Friday, April 24, 2009

Dog domestication & traveling the world

Part of why this blog is called "Travels with Darwin" is because Ryan and I are evolutionary biologists. The other part is that we have a dog named Darwin, and we travel most when we're doing stuff related to dog DNA collection.

So how do you actually wind up getting your job to send you to a dozen countries in two months? Apparently, you work for the Village Dog Project. The description of the project is below:
Understanding the evolution and domestication in dogs requires genetic analysis of a global and diverse panel of non-breed-affiliated village dogs. With a network of worldwide and Cornell-affiliated collaborators, we plan to gather dog samples from remote villages, establish a genetic archive containing DNA and phenotypic information from these dogs, carry out genetic analyses on these samples, and develop computational methods for analyzing this dataset. In particular, we are interested in understanding the location, timing, and demographic conditions underlying domestication; the genetic changes involved in the transition of wolf to dog; the relationship between these village dogs and the breed dogs; and the effect that historical forces have shaped village dog diversity.
How we wound up with this gig is a story for another time. Basically, there just are remarkably few people willing to travel through every part of the third world at the fastest rate possible, collecting dog DNA and permits for dog DNA under the most bizarre conditions you can imagine.

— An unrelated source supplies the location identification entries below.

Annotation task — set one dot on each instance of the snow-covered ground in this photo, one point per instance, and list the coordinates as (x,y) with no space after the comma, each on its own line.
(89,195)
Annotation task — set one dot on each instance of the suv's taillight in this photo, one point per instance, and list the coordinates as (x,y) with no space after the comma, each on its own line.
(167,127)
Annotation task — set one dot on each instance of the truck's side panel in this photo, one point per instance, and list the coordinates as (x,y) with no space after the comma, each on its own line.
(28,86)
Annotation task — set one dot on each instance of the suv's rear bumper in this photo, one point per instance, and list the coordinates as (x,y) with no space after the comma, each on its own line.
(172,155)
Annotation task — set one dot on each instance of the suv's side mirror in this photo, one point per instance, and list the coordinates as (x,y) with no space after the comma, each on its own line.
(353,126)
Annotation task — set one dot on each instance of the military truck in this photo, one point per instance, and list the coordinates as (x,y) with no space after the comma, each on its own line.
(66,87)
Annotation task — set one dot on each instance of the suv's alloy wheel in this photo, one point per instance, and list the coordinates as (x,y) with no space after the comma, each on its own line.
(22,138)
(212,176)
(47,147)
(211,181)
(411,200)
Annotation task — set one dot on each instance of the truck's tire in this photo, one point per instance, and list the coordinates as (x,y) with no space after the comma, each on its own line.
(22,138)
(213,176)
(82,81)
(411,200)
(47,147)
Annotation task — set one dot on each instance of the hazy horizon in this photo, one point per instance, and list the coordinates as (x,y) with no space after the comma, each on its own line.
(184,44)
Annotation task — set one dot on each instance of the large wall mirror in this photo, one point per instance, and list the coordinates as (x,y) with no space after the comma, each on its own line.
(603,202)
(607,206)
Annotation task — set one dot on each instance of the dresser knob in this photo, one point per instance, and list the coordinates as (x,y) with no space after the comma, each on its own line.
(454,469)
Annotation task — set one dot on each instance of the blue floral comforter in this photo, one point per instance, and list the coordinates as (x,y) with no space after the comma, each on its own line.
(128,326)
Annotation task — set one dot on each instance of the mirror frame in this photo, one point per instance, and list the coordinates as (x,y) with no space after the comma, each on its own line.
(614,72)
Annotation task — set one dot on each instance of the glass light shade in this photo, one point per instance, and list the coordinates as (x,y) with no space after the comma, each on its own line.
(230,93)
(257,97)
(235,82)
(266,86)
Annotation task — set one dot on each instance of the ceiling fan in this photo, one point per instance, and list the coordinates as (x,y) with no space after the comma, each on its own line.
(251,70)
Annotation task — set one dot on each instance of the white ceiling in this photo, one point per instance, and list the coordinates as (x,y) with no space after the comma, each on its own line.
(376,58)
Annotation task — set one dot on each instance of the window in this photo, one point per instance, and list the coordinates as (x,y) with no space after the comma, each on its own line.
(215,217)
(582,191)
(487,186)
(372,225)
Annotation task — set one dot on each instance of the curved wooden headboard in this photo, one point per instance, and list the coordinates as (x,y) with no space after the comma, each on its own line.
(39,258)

I've collected DNA out of the backs of 4 x 4s, using a centrifuge that plugs into a car lighter, spinning down samples in cabs, at night in the middle of a tiny Namibian village, on 3 hours sleep, for 14 hours a day, translating through two people and four languages, with the assistance of the one ten year old in a village who knows where the dogs hide, while being called a witch because the dogs don't run away from me....

You get the idea. Wouldn't you want to spend your summer doing that?

2 comments:

Unknown said...

Yes. Yes I would like to spend my summer doing that.

tchaalanBiol419 said...

hey did you travel to Lebanon yet? I'm Lebanese and I just wanted to say that it is a beautiful country and I hope you have a lot of fun during your travels. cool blog!